Project Template

An outline for writing a data science article

Before starting to write the final article for this course, I suggest you read A guide to writing scientific text. The final article should be a list of bullet points instead of paragraphs 1 following the outline below.


Please include,

  • a suitable title
  • your names
  • student numbers

Abstract (250 words or less)

  • State what we know about the subject/problem/big picture
  • Explain what we don’t know, which is basically a larger theoretical or practical puzzle or gap in the literature
  • State or describe your research question and explain how you answer that question
  • Briefly describe the data that you use to answer your research question
  • State what you find
  • If necessary, describe what these findings suggest about the answer to your research question
  • Explain why these findings are important


  • Describe the puzzle or gap in the literature that you will address with your data
    • What do we know?
    • What do we not know?
    • What will you tell us?
  • Identify your research question and explain how you answer it
    • What question will you answer?
    • What data will you use to answer this question?
    • What do you find?
  • Explain the importance of your findings
    • What is the answer to your research question?
    • How does this answer broaden, clarify, or challenge existing knowledge/theories?
  • Restate the puzzle or gap in the literature that you will address
  • Explain why this puzzle or gap is important to address
  • Describe (in more detail than in the intro) what we know about this topic/issue
  • Describe (in more detail than in the intro) what we do not know about this topic/issue
  • State your research question (i.e., “In this article, we investigate…”)
  • Explain how your research question solves the puzzle or fills the gap in the literature (i.e., “Answering this question allows me to…”)

*Note: The point of a literature review is not actually to review all of the relevant literature paragraph by paragraph. The point is to make the case for why your study is important and the literature summaries and refrences are there to justify your work.

Exploratory Data Analysis

  • Provide a brief overview of the study: an outline that tells the reader how all of the following methods and analysis will be connected.
  • Start by describing all the different data you will be using and answer some of the following questions
    • why you chose it
    • how you gained access to it
    • describe the research site, which city, which infrastructure and/or populations you are studying
  • If the data is collected over time or through experiments/scraping, describe the setup you created or utilised and the data you collected.
  • Describe your process to interrogate and analyse the data (i.e., how you cleaned, and prepared the data, analysed it, and modeled it).
  • Describe the limitations of your data and study (i.e., explain how your study is limited by your data and methodological choices)
    • Discuss the source of errors or missing values in your data and how you addressed those limitations (it is okay to acknowledge something is broken and describe ways in which some of the it has been addressed in your study).

Analysis (Only what is necessary and sufficient to address your research question)

  • State your argument and experimental design (i.e., the methods used to model data.
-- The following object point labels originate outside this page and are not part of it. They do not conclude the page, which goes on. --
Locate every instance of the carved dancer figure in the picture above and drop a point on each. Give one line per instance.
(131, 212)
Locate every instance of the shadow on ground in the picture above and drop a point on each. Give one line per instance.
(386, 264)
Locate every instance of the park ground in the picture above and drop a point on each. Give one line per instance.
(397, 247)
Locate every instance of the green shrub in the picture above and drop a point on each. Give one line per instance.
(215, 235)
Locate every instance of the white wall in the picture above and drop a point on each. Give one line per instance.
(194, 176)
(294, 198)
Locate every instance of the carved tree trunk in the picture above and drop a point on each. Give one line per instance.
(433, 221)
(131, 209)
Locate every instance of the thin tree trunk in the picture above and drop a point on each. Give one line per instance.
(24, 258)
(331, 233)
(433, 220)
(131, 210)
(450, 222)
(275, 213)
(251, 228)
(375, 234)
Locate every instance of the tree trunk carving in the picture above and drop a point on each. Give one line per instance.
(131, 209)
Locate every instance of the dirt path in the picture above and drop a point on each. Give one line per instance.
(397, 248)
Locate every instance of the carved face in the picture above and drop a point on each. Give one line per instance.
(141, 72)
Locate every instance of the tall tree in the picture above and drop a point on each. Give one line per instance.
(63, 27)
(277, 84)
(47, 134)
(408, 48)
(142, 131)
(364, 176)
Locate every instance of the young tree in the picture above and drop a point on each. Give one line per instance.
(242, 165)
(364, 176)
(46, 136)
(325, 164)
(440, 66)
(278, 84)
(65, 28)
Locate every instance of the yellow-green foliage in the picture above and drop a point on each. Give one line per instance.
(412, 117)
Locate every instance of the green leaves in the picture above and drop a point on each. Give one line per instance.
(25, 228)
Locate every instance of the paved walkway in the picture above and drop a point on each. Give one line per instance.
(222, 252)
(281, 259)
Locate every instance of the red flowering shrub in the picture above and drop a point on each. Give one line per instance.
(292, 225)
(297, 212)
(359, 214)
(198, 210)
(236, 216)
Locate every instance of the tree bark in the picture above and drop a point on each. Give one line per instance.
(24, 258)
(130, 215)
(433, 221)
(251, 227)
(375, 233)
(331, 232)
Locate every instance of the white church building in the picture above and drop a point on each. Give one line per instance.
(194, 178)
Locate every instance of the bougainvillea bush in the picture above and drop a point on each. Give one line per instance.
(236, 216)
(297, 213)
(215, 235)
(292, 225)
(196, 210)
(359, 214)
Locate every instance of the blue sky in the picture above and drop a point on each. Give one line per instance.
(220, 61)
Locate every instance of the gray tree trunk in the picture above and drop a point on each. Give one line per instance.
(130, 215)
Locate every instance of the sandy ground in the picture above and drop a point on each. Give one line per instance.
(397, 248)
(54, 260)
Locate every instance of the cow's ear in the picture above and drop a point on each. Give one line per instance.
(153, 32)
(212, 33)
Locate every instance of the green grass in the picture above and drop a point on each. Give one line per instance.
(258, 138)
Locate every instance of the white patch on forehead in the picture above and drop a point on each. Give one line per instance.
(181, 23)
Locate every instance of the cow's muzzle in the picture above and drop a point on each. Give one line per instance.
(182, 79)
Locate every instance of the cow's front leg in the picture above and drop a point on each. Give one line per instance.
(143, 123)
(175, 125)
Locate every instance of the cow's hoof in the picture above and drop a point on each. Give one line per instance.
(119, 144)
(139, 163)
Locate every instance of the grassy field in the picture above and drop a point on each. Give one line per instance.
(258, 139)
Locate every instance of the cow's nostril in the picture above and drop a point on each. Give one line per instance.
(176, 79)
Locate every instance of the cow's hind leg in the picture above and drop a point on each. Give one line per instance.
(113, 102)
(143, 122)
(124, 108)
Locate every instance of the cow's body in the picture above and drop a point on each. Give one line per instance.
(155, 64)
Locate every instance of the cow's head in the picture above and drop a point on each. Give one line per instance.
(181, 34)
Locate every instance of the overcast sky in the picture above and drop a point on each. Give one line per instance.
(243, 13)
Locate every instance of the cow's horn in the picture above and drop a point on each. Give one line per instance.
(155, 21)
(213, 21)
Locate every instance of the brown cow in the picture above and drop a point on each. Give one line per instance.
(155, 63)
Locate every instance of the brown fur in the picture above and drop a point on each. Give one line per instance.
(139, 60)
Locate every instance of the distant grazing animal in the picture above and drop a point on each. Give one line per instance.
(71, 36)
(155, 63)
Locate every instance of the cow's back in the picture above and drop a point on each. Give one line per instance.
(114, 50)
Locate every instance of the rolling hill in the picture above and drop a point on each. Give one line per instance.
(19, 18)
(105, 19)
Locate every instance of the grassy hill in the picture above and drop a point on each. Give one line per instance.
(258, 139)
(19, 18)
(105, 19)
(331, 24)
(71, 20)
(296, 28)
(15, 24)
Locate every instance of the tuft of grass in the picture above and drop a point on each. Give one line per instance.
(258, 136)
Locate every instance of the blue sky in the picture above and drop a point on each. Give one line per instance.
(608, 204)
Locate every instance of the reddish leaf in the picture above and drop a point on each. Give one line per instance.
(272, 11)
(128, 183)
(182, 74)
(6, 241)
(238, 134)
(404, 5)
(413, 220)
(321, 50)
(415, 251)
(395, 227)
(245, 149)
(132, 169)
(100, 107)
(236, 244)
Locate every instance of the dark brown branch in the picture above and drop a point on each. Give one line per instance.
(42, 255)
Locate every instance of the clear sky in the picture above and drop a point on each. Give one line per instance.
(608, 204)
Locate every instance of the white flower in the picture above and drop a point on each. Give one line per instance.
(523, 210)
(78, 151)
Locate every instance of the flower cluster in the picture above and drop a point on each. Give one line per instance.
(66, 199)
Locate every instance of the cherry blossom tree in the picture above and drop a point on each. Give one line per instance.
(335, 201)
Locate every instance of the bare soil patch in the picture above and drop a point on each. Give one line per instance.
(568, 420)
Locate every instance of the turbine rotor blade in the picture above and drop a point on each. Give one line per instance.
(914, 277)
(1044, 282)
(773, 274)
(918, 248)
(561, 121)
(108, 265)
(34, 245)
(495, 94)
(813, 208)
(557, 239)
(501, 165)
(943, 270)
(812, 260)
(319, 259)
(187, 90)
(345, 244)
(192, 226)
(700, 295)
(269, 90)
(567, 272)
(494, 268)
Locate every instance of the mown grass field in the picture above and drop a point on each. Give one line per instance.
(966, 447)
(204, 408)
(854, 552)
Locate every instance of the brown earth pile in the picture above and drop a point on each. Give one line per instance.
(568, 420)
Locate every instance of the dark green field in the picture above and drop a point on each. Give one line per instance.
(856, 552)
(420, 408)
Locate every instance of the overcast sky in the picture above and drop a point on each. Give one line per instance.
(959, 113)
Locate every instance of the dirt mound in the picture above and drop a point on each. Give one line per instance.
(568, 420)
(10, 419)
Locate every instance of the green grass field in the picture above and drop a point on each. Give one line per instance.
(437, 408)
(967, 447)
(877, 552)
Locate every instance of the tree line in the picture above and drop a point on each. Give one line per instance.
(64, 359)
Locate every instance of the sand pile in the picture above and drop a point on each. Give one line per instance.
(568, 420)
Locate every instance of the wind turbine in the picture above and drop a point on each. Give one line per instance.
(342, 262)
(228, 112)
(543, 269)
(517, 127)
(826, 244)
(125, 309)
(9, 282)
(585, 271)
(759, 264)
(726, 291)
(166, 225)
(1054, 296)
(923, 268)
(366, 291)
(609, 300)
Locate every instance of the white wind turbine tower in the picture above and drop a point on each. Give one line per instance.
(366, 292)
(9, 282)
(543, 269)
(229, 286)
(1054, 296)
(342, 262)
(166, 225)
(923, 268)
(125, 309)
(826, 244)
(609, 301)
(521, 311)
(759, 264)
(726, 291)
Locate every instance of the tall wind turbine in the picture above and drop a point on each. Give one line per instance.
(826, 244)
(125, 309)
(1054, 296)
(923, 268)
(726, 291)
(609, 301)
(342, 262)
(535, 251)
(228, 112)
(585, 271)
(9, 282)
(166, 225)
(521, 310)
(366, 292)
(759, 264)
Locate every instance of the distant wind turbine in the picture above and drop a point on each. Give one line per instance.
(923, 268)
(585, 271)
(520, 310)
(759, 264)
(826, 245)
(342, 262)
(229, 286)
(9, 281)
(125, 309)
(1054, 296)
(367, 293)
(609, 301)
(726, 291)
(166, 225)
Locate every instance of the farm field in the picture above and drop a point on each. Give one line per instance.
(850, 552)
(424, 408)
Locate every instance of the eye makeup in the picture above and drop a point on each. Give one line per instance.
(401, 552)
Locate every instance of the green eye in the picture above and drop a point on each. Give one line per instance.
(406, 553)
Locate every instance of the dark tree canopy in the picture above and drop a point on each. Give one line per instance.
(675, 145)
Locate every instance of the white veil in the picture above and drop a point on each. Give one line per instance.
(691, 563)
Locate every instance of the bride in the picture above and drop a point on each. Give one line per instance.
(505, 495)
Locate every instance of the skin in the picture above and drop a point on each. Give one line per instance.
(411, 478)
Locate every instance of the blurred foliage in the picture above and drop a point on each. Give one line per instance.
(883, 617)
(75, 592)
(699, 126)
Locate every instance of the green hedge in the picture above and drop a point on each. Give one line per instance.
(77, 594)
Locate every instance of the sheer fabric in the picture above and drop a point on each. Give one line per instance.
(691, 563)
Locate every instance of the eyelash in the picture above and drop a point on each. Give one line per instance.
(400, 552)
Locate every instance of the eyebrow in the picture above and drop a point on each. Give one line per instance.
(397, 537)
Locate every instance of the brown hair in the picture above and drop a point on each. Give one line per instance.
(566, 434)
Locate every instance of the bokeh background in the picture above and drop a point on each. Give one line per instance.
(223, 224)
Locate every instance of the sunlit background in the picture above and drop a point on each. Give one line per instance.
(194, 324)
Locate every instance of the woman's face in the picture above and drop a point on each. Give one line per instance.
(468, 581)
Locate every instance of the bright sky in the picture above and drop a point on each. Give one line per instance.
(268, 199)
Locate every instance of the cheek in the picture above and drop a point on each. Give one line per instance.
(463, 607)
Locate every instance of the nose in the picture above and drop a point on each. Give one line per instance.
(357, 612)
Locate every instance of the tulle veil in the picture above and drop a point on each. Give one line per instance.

For example, did you cluster your data spatially or infer what variables give the most information about a certain variable of interest using a supervised learning algorithm?)
    • carefully explain your choice of modelling.
  • Identify 2-3 supporting points – how your data and output of modelling support your argument
  • Identify 2-3 patterns in the data that provide evidence for each supporting point
  • For each pattern: (use figures wherever required as evidence and insight into your data)
    • Describe an example from your data that typifies this pattern
    • Provide a brief excerpt for any outliers in your data
    • Briefly explain how this example represents the larger pattern
    • Briefly explain how this pattern provides evidence for the supporting point

*Note: Everything that you include in your analysis should directly support your argument, and that argument should be the answer to your research question. A clear structure (with topic sentences and transitions) is very important for writing an analysis that meets this goal. If you did 500 things that are not relevant for your research question because you did not learn anything from it, do not include those observations.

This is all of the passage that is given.